Encore une semaine vite passée, avec un voyage nantais au milieu, des cours donnés et reçus, et j’en passe tellement que les journées du patrimoine ont encore été une fois très optionnelles. On fera mieux l’an prochain !

J apaisé

Il existe plusieurs types de comique, et les comédies allemandes soulèvent toujours un peu de suspicion — en même temps, on pourrait se douter aussi que ce qui arrive à traverser la frontière jusqu’à nous ne peut pas être foncièrement incompatible. Le Français aime le bon mot et le trait d’esprit ; l’Anglais la dérision et l’auto-dérision ; l’Allemand a en revanche sa préférence pour une sorte d’absurde ou de grotesque de situation. Je me demande si l’on peut faire passer un test MBTI à tout un peuple (en tant que peuple), mais peut-être que simplement regarder les dirigeants donne déjà un bon aperçu. Chez les latins, la notion d’ordre n’est certainement pas la même que les germains. Eux, ils sont clairement J.

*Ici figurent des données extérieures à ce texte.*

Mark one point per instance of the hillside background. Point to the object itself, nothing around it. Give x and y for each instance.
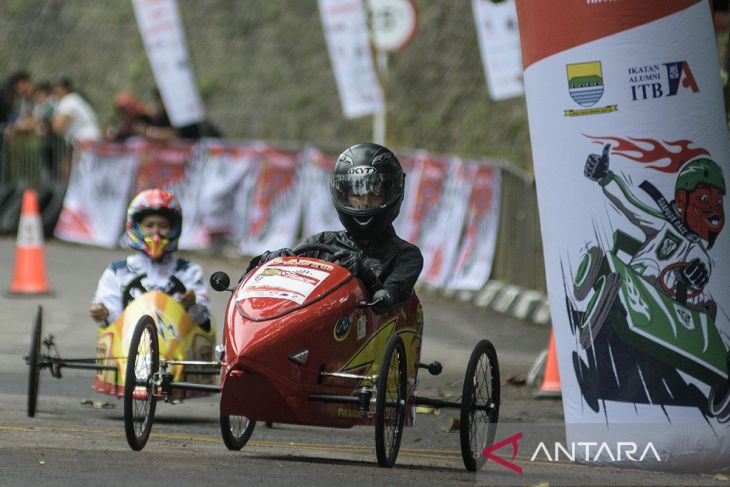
(264, 73)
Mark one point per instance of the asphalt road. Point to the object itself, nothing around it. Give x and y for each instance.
(69, 443)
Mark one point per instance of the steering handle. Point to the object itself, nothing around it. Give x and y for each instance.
(319, 247)
(369, 304)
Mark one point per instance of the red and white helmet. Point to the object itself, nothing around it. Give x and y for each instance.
(159, 202)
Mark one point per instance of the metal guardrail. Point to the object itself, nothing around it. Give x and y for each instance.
(33, 160)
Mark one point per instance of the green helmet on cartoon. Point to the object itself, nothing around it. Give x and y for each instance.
(700, 171)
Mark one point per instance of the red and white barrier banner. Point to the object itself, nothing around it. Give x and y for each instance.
(94, 208)
(164, 40)
(229, 171)
(319, 212)
(499, 44)
(631, 156)
(176, 168)
(348, 44)
(426, 176)
(275, 206)
(476, 250)
(439, 240)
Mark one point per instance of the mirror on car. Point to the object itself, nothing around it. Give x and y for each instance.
(220, 281)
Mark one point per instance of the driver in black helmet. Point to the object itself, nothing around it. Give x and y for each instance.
(367, 185)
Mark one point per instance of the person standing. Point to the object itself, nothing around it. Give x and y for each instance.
(73, 118)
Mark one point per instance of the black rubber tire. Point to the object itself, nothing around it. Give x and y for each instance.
(588, 270)
(34, 359)
(139, 413)
(235, 440)
(481, 389)
(599, 307)
(389, 427)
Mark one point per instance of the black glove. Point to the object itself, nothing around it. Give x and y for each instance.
(382, 299)
(695, 274)
(597, 166)
(353, 261)
(267, 256)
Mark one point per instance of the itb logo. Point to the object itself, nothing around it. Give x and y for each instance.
(661, 80)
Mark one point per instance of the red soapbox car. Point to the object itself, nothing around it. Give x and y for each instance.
(302, 345)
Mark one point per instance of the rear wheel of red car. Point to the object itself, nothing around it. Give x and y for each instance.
(588, 269)
(143, 361)
(605, 291)
(34, 359)
(236, 431)
(479, 404)
(390, 402)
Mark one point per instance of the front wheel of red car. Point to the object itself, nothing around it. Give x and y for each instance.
(236, 431)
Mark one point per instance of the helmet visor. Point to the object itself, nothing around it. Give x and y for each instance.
(363, 191)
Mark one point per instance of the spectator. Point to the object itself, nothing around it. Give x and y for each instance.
(52, 146)
(20, 104)
(73, 118)
(162, 129)
(134, 117)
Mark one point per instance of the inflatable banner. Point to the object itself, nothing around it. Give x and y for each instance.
(476, 250)
(274, 208)
(425, 183)
(499, 44)
(440, 239)
(631, 159)
(319, 212)
(164, 40)
(228, 175)
(348, 44)
(95, 205)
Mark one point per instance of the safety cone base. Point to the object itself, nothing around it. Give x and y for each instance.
(29, 272)
(550, 387)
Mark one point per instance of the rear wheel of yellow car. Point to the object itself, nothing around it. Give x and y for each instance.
(143, 362)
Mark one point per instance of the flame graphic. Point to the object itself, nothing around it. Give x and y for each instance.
(652, 150)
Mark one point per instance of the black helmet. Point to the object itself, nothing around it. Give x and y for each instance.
(367, 189)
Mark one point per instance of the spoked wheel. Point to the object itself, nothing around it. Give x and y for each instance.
(390, 402)
(34, 359)
(479, 404)
(236, 431)
(143, 361)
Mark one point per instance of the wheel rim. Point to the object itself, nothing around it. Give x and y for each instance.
(719, 402)
(142, 394)
(583, 266)
(34, 364)
(481, 396)
(394, 406)
(238, 425)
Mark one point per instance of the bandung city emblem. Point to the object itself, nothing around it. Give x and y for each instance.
(585, 82)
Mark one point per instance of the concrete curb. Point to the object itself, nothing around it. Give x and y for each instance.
(524, 304)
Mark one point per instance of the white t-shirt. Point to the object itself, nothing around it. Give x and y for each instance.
(82, 124)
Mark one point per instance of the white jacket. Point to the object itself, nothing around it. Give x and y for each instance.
(127, 278)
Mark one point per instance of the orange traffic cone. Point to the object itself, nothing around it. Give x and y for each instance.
(551, 382)
(29, 274)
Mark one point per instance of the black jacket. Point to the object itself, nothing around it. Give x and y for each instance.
(395, 263)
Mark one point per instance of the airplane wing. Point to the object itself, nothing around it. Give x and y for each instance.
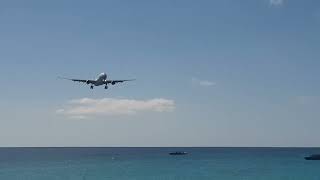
(117, 81)
(79, 80)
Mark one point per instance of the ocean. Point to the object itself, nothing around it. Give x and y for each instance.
(157, 164)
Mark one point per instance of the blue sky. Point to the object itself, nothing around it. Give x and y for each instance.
(227, 73)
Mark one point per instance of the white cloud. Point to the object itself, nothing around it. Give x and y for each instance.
(87, 107)
(205, 83)
(276, 2)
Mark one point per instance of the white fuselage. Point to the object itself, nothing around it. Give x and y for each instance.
(100, 79)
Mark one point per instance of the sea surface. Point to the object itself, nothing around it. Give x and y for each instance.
(156, 164)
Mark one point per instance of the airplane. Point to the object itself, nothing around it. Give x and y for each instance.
(100, 80)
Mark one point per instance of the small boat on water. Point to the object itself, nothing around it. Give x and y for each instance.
(313, 157)
(178, 153)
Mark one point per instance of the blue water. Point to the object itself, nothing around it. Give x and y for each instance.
(155, 163)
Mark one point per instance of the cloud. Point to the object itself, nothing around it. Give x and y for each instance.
(204, 83)
(276, 2)
(308, 100)
(87, 107)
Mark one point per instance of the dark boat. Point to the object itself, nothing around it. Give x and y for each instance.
(178, 153)
(313, 157)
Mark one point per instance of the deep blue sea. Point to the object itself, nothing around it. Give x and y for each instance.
(155, 163)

Notre héroïne de “Toni Erdmann” l’est aussi très clairement. Son père, en revanche, est tout à l’opposé. Elle, dans sa boîte de consulting, décide avec un grand cynisme comment zigouiller du Roumain efficacement, pour un grand manitou qu’elle essaie de séduire par sa froideur. Lui, prof de musique au 4e degré (allemand, le degré…), chausse ses fausses dents et se vautre dans l’absurde. Parfois, les chiens font des chats.

Il y a quelque chose que nous a dit notre prof de développement personnel : parfois, les gens qui vont trop dans leur zone de confort ont une réaction violente totalement inverse. Un extraverti va ainsi tout à coup faire une retraite, totalement isolé (on en connaît). Eh bien il n’est pas improbable que notre jeune J ne soit victime de sa propre personnalité, et après une scène au cupcake sous pression qui restera dans les annales, le brunch d’intégration figurera aussi au royaume du WTF.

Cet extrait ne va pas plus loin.